Une blonde à New York

Non, rassurez-vous, je ne pars pas dans l’immédiat visiter la Grosse Pomme. Il me faudra encore patienter un peu.

Mais j’ai pu calmer mes ardeurs baladeuses avec l’exposition présentée en ce moment à la Maison des Etats-Unis, jusqu’au 7 octobre prochain (au 3 rue Cassette dans le 6ème à Paris), et qui réunit les plus beaux clichés de Marilyn Monroe, pris lors de son séjour à New York en 1955.

On sait que Marilyn Monroe fut en son temps la reine des studios hollywoodiens, de ses premiers rôles de blonde légère et court vêtue au début des années 50 à ses derniers rôles de blonde un peu moins légère et très désespérée une décennie plus tard.

Consciente de gâcher son formidable talent d’actrice pour répondre aux exigences de producteurs toujours plus gourmands qui ne voient en elle qu’une blonde à forte poitrine, elle décide de quitter Hollywood en 1955 pour rallier la côte Est et sa ville phare, New York.

New York, ville refuge de tous les grands intellectuels de l’époque, et berceau de l’Actors Studio de Lee Strasberg, dont elle suit assidûment tous les cours et se fond dans la masse des anonymes, méconnaissable, affublée d’une perruque brune et de lunettes noires.

Cette ville joue un rôle particulier dans la vie et la carrière de l’actrice, puisque c’est à New York qu’elle se lie avec le dramaturge Arthur Miller dont elle deviendra la femme un an plus tard, et qu’elle crée sa maison de production, Marilyn Monroe Productions.

C’est aussi à New York et cette même année qu’elle tourne la scène qui la fera entrer dans la légende, dans le film Sept ans de réflexion de Billy Wilder, lorsque sa robe blanche se soulève en corolle au dessus d’une grille de métro, provoquant une telle émeute que la séquence dut être recréée en studio.
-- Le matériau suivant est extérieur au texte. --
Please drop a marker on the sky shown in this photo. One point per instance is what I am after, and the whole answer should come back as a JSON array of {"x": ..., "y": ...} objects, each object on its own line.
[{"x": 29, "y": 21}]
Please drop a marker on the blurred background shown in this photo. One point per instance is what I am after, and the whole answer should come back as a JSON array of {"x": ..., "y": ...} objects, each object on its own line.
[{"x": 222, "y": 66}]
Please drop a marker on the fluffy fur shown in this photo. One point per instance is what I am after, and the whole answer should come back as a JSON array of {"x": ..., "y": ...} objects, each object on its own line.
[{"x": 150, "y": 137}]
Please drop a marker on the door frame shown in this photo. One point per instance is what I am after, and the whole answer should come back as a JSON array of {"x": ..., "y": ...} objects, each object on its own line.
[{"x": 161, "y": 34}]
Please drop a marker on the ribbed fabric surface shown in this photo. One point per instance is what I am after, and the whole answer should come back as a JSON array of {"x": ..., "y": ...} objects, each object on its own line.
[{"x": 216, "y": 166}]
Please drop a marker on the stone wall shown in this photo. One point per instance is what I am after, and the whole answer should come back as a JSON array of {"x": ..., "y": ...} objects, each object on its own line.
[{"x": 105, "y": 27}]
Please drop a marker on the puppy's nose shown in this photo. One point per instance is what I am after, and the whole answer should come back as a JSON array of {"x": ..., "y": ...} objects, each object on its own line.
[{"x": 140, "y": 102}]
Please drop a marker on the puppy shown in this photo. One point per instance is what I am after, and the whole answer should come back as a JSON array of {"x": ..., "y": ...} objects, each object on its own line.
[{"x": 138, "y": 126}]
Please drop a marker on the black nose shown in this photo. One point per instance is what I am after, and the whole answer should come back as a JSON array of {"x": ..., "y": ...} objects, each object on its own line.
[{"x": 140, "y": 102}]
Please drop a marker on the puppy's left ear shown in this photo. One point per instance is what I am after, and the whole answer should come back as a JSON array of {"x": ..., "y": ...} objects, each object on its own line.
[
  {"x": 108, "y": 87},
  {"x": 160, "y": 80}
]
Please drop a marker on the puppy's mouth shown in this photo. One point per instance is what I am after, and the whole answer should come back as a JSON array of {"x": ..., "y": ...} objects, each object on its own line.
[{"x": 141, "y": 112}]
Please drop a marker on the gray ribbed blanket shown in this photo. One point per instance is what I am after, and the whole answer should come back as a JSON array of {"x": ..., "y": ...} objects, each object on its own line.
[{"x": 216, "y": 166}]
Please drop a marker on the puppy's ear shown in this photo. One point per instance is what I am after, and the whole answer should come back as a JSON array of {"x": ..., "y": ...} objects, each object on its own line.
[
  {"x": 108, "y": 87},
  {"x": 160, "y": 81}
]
C’est à l’été 1955 que le rédacteur du magazine féminin Redbook, Robert Stein, recrute le reporter Ed Feingersh pour suivre Marilyn dans Manhattan pendant une semaine. Il veut en effet donner une image plus moderne de sa revue, et veut présenter l’actrice comme elle souhaite exactement être perçue : une femme posée, à l’image maîtrisée, dans l’air du temps et qui travaille pour gagner sa vie.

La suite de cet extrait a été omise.